Mojokerto, INFOJAWATIMUR.COM – Upaya pembinaan kemandirian di Lembaga Pemasyarakatan (Lapas) Mojokerto terus diperkuat melalui program Sarana Asimilasi dan Edukasi (SAE). Terbaru, warga binaan dilibatkan langsung dalam kegiatan penyortiran benih lele di kolam SAE sebagai bagian dari pelatihan keterampilan usaha yang bernilai ekonomis.
Dalam kegiatan tersebut, warga binaan dengan pendampingan petugas memilah benih lele berdasarkan ukuran serta kondisi fisiknya. Proses ini menjadi tahap penting dalam budidaya karena menentukan kualitas hasil panen dan nilai jual ikan.
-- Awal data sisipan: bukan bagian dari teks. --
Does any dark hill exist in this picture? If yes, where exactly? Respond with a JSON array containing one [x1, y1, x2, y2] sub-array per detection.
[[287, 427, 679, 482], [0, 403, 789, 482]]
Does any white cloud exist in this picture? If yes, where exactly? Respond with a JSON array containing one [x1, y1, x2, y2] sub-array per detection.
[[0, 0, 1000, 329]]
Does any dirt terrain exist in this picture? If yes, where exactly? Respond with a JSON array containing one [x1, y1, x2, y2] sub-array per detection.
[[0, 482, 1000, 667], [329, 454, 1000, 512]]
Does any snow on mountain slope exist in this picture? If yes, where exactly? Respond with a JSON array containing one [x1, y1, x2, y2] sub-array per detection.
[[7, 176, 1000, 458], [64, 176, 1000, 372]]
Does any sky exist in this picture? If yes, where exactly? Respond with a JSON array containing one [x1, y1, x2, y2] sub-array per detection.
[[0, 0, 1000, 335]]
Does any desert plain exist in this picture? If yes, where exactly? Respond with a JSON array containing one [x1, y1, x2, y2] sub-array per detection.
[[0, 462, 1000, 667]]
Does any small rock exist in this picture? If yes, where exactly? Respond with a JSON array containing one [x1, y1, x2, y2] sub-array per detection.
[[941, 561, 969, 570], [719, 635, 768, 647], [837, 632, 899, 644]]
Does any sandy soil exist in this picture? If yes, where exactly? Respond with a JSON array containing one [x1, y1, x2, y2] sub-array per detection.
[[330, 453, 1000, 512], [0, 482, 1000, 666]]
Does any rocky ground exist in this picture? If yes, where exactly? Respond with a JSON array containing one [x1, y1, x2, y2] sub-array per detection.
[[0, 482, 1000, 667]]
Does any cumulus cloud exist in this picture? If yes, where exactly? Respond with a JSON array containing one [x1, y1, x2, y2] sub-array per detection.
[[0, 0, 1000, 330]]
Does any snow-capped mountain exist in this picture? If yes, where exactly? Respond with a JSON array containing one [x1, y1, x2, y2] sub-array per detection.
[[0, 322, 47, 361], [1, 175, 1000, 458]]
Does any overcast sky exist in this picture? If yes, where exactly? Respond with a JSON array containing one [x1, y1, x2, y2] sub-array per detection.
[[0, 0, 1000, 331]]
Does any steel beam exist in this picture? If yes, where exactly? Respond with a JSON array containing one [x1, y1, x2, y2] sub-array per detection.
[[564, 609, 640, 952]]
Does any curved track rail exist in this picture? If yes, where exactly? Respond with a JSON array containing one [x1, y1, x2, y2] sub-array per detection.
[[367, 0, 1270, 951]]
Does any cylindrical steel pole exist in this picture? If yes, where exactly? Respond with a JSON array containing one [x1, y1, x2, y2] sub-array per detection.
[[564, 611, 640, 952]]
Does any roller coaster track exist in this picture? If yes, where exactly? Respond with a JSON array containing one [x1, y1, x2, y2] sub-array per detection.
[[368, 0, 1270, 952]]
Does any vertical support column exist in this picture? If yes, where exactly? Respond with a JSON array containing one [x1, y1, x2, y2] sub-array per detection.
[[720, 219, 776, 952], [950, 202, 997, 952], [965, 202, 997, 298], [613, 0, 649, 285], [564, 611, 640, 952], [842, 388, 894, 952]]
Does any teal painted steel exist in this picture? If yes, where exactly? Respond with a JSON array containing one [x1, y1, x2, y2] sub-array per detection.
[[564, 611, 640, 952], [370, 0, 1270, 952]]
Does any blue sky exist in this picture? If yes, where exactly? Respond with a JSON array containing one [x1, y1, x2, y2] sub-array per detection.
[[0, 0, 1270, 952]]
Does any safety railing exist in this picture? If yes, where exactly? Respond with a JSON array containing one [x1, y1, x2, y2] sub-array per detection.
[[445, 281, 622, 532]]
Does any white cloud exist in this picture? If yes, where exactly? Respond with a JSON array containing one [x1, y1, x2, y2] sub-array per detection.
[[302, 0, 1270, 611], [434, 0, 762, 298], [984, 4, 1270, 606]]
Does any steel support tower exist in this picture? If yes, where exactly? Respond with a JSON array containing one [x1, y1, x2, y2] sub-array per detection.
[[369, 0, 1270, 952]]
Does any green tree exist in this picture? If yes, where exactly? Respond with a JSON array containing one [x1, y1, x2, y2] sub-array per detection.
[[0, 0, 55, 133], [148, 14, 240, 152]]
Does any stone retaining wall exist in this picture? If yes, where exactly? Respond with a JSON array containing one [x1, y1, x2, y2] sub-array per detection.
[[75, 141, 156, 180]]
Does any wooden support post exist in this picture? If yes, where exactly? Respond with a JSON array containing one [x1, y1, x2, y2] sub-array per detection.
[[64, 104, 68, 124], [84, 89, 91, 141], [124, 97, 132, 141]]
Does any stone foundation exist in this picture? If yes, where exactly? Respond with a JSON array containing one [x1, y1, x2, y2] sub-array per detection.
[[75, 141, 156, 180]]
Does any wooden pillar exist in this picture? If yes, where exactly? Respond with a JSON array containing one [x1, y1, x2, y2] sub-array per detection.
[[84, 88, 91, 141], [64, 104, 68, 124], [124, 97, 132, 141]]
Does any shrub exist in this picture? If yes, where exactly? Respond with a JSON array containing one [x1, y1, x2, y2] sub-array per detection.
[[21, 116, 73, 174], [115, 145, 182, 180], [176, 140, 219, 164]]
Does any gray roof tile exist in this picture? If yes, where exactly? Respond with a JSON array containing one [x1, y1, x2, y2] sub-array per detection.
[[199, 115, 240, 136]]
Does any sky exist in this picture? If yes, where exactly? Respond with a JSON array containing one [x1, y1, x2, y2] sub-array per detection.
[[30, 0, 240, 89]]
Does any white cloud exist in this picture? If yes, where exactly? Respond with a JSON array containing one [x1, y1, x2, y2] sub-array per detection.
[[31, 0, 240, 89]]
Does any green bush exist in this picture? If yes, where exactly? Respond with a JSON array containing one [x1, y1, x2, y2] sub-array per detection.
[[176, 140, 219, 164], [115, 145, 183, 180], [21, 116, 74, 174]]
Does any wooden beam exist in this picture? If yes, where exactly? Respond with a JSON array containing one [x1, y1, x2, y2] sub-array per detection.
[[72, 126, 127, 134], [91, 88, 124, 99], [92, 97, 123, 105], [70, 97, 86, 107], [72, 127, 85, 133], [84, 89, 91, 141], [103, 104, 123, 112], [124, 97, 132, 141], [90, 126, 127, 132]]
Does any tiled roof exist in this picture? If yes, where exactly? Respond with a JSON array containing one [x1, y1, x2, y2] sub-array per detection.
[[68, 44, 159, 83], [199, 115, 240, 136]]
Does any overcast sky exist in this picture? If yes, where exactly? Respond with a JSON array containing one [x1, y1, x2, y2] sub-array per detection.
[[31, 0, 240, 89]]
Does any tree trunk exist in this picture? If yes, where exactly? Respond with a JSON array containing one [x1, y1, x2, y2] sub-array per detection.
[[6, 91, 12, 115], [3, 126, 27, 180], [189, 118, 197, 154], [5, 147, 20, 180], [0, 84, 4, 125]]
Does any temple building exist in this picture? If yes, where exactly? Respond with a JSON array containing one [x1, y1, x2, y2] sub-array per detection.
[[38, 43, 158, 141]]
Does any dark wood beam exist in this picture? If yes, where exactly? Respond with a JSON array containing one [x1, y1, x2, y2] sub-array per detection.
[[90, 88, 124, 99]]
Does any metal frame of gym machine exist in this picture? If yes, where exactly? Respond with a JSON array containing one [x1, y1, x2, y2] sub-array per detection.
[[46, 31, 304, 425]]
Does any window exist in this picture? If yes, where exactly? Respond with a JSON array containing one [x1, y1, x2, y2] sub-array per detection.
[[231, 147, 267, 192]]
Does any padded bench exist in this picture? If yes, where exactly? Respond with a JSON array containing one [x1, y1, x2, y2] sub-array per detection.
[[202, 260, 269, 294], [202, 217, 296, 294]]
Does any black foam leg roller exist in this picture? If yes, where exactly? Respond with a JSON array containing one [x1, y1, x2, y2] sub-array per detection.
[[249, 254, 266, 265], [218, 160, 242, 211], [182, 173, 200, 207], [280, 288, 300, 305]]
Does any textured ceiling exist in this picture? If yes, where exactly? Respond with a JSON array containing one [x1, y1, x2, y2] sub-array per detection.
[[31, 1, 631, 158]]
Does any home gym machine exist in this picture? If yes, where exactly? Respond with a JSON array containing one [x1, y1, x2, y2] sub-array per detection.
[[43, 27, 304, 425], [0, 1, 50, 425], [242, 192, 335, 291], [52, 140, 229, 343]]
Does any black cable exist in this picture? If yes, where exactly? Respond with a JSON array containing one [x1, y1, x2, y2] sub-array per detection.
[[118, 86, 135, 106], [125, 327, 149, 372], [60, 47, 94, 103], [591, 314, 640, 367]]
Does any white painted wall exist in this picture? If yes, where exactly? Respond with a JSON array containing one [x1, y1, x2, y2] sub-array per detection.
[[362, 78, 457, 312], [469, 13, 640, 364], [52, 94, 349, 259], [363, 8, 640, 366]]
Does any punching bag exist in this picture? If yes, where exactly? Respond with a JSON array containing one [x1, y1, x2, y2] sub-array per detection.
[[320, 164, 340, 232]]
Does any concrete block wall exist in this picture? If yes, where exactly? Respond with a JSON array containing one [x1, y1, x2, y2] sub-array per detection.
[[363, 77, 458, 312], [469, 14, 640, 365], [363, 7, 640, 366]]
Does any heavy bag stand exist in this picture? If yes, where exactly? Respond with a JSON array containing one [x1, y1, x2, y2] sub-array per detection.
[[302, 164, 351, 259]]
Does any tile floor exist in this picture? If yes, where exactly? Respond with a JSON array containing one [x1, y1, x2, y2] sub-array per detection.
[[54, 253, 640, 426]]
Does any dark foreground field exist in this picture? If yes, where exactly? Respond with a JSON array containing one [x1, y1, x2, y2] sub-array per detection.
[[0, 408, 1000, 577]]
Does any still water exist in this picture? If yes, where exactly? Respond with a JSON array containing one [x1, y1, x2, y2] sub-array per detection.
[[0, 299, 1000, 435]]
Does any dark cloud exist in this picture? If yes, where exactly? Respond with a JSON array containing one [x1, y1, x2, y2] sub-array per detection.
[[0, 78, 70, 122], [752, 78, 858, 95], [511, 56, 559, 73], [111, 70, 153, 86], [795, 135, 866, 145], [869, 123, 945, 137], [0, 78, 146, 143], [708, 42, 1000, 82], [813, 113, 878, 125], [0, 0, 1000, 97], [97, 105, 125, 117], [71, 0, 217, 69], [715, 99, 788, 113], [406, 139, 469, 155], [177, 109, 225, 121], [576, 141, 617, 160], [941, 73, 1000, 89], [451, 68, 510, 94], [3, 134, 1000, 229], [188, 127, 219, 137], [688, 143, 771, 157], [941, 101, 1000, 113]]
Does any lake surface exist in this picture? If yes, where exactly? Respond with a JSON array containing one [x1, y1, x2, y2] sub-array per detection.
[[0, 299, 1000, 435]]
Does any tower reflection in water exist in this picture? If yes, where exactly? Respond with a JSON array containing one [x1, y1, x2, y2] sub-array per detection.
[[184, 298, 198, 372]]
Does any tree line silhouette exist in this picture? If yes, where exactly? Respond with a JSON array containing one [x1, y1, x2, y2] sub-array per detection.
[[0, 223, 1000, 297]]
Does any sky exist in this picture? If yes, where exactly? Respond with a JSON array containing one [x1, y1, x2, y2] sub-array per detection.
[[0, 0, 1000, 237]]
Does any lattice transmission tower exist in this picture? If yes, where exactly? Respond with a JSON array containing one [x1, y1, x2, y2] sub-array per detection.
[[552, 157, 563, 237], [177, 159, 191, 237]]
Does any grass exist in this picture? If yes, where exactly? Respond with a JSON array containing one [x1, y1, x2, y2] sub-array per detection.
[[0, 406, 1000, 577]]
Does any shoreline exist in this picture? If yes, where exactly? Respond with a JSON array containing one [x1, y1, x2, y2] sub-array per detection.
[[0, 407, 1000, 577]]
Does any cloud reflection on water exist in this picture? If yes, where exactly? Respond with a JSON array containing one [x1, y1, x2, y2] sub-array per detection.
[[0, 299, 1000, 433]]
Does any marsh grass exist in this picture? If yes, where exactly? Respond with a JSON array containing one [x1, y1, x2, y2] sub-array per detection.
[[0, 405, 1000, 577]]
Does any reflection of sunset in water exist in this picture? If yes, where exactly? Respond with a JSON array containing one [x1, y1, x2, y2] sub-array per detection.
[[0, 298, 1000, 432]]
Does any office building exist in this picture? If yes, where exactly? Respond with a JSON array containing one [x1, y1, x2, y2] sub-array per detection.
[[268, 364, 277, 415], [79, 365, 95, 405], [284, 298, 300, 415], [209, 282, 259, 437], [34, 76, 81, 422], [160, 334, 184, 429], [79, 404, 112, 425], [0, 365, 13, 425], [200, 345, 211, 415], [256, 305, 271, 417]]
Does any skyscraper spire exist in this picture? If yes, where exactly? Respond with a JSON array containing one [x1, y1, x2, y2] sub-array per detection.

Petugas pembinaan menjelaskan bahwa penyortiran bukan sekadar aktivitas teknis, melainkan bagian dari transfer pengetahuan budidaya profesional. Dengan memahami standar benih unggul, warga binaan diharapkan mampu menghasilkan produk perikanan yang kompetitif di pasar.
đŻ Bekal Nyata untuk Kemandirian
Program kolam SAE memang dirancang sebagai laboratorium praktik bagi warga binaan. Mereka tidak hanya belajar teori, tetapi terlibat penuh mulai dari persiapan kolam, penebaran bibit, perawatan, hingga panen. Pendekatan ini bertujuan menumbuhkan keterampilan yang bisa langsung dimanfaatkan setelah bebas nanti.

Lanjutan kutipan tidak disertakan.